I thought that too, for a long time, but I came to the conclusion it's not the case.

Here's the essence of the problem: a forward range is a promise to the code that uses it, "I am a deterministic sequence." But the whole point of pseudo-random sequences is that you're not supposed to be able to tell them from actual randomness.

If you _tell_ downstream code "I am deterministic", that code may make assumptions about how it can use you, that are valid for "normal" deterministic sequences, but aren't valid for what are supposedly random sequences.

Consider the typical handling of forward ranges:

    auto foo (R) (R range)
        if (isForwardRange!R)
    {
        auto rcopy = range.save;

        // do something with rcopy
    }

That's fine if you're dealing with something whose behaviour is meant to be deterministic, but if you call this with a pseudo-random sequence, than every time you call it, you will get the same result. It won't matter if what you pass is a reference-type -- the .save (which is correct behaviour for handling a forward range) means you're just repeatedly using a copy of the random sequence.

That could be useful upon occasion (similar to how it can be useful that the same seed results in the same sequence of numbers).

Right, but the point is that re-use of a pseudo-random sequence should happen at programmer request only, not under the hood in library code they call -- which is what unfortunately happens if you implement RNGs and other random sequences as forward ranges :-(


The problem is that if they're a forward range, then you tend to get code that accidentally ends up reusing numbers in the sequence and that definitely is a problem. So ultimately, they probably should be input ranges rather than forward ranges, but I think that it's more of an issue with human error than with what makes sense from a technical perspective.

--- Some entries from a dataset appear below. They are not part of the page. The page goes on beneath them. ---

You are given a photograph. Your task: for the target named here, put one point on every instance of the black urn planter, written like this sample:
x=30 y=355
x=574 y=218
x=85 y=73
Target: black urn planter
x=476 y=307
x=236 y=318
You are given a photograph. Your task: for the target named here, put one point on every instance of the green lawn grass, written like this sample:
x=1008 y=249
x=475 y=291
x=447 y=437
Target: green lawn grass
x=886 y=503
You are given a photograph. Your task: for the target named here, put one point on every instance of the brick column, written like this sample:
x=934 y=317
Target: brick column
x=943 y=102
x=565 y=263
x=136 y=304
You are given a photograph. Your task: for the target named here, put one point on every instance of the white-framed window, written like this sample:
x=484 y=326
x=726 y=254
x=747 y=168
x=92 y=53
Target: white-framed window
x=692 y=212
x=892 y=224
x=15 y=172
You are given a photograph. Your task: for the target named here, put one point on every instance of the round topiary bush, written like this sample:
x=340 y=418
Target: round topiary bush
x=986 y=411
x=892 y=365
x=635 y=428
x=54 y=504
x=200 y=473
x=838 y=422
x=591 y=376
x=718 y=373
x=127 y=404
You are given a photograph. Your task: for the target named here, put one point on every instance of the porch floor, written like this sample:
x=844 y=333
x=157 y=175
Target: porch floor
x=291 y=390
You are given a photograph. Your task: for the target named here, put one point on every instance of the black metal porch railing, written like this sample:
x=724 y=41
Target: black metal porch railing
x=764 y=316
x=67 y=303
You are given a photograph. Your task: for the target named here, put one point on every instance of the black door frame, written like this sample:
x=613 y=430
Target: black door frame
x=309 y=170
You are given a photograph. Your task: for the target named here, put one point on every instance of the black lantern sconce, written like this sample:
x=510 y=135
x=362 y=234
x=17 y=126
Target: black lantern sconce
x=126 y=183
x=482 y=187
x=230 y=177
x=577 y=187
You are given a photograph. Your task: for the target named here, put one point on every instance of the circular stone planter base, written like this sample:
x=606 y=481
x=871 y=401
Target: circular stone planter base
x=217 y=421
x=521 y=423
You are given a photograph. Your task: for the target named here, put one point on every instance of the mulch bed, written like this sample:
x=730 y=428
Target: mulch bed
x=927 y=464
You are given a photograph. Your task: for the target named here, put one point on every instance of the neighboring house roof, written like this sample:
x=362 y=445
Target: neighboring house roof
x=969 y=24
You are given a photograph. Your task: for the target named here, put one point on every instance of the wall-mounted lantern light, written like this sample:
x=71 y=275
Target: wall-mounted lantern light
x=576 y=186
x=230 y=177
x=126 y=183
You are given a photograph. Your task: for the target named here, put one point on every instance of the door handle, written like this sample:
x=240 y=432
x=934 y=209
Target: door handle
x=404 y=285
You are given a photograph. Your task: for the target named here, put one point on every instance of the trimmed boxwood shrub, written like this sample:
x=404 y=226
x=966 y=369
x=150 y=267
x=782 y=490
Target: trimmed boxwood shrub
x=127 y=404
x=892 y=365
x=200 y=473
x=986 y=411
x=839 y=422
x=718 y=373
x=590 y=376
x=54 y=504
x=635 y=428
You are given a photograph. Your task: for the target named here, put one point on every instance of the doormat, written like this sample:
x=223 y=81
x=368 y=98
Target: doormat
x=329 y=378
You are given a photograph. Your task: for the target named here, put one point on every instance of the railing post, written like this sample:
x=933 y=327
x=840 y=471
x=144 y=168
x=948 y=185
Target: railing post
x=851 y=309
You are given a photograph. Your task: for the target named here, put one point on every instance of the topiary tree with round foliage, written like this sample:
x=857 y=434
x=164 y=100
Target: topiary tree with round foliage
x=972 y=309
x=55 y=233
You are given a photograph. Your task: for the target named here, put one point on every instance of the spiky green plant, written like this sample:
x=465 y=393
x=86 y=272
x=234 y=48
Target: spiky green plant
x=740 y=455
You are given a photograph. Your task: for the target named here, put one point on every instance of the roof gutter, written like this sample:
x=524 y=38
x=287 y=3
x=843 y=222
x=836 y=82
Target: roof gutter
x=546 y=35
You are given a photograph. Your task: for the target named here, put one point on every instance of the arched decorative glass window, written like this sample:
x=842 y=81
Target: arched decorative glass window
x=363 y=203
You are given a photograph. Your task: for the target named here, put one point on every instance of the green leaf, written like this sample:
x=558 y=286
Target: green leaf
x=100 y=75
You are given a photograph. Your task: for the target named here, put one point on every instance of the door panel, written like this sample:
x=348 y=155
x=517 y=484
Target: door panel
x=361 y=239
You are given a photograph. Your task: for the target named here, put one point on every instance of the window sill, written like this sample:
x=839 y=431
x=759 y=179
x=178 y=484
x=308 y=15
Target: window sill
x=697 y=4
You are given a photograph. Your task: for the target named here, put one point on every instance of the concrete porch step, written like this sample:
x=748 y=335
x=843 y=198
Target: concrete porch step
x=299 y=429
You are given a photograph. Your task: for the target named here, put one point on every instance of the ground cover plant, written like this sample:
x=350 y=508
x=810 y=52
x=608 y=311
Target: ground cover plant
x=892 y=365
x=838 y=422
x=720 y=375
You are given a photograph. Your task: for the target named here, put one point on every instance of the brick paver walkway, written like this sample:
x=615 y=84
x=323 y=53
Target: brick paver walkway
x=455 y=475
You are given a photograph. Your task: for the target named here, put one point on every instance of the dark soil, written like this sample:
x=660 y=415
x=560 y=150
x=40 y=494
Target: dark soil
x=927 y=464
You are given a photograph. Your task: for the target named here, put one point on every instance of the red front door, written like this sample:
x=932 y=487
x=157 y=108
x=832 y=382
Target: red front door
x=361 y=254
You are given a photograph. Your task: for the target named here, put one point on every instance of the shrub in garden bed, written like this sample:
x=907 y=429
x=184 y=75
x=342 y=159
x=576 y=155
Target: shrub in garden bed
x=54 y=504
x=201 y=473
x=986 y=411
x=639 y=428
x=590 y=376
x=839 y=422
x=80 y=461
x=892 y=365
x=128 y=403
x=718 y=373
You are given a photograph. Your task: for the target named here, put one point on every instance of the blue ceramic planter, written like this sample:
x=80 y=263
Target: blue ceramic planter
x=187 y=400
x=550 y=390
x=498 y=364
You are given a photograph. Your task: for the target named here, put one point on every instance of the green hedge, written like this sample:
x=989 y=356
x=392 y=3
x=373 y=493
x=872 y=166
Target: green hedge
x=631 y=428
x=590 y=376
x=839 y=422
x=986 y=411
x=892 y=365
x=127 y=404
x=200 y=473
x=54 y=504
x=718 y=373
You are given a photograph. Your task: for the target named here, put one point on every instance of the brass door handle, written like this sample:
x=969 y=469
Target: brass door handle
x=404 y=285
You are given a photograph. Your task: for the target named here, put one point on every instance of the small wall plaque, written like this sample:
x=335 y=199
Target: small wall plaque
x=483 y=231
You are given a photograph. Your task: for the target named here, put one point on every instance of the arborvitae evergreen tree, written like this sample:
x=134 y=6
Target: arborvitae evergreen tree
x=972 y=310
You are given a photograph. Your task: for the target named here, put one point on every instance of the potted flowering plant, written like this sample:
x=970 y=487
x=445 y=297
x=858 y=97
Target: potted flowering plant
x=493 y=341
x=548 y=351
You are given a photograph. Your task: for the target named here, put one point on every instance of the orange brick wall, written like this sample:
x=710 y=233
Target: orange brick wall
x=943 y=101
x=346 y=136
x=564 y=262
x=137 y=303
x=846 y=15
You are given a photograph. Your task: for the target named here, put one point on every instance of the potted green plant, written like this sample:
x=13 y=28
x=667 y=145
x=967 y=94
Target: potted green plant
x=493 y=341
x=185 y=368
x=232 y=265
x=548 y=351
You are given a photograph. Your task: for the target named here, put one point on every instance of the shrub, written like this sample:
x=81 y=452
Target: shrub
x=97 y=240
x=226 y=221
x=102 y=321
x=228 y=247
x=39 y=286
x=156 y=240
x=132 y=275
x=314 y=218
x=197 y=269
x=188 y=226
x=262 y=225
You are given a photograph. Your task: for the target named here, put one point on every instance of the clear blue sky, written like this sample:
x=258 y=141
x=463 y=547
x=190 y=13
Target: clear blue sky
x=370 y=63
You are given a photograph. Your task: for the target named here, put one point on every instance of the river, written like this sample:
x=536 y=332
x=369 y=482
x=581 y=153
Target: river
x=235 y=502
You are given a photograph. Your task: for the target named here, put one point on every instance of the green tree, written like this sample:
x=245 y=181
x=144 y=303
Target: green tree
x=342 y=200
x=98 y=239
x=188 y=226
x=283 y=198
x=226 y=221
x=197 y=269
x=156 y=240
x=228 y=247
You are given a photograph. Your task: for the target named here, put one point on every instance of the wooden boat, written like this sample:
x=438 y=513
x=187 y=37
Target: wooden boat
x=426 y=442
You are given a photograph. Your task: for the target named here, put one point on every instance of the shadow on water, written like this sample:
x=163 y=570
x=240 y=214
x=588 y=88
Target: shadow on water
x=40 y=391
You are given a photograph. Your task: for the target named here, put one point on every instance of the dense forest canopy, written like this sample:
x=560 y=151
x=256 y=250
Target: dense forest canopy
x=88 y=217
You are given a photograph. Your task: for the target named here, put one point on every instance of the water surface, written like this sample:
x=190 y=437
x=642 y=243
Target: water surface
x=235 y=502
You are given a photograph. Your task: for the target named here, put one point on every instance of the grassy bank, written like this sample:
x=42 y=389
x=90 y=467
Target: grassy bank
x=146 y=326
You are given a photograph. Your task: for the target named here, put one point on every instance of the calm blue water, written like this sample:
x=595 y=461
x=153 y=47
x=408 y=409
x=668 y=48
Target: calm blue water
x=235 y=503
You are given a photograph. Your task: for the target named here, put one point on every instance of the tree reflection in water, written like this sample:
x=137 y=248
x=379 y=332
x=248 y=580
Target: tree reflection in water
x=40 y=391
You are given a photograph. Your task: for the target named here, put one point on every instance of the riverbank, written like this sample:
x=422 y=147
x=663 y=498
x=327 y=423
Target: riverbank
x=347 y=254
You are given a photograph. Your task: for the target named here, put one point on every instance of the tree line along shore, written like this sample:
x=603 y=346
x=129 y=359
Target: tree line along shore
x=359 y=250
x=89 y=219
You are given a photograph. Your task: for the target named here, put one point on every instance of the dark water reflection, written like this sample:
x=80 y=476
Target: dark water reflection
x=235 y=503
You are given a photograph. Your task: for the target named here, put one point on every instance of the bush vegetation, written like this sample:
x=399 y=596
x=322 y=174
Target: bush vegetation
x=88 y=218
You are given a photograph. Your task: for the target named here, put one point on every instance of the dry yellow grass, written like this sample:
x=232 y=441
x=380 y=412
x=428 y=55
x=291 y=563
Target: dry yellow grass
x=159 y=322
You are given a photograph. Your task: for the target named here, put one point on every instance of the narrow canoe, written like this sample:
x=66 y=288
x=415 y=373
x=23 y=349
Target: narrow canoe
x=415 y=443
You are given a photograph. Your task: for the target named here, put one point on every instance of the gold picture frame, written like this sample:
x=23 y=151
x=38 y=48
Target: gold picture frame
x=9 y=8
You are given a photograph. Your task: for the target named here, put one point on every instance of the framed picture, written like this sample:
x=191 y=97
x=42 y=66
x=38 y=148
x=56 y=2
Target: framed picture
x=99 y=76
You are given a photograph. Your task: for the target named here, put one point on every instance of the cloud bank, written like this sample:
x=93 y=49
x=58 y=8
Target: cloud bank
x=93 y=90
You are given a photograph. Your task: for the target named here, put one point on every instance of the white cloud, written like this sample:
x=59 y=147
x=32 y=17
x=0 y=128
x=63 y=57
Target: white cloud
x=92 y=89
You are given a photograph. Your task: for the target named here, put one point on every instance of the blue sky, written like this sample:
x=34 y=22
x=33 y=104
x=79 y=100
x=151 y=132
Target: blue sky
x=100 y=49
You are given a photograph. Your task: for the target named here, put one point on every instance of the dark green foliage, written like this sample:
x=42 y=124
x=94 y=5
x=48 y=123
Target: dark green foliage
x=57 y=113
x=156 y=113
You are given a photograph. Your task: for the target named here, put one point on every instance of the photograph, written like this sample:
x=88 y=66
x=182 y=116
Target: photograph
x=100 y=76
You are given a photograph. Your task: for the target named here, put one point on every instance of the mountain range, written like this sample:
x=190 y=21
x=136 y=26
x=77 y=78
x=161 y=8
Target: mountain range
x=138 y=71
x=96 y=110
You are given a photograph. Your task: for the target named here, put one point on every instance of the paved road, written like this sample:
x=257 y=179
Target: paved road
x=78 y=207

Again, I thought that too, but I came to the conclusion that I'd been wrong. It's not about fallible humans, it's about the promise a forward range makes.

Superficially, it looks like that promise is: "You can use my deterministic nature if you need to." But actually, I think it is really something stronger: "You can use my deterministic nature freely and nothing will go wrong in doing so."

That's a much stronger promise than can be allowed for a pseudo-RNG, and I think it's borne out in the way in which e.g. phobos functionality makes use of forward ranges.

Regardless, non-pseudo random number generators obviously can't be forward ranges though, since their state isn't savable or repeatable.

Right -- non-PRNGs must be input ranges by design. I came to the conclusion that pseudo-RNGs need to be input ranges, but that implement an alternative to .save: a .dup method whose promise is, "You can duplicate the state and hence behaviour of this range, but you can't make any assumptions that this is a safe or sane thing to do."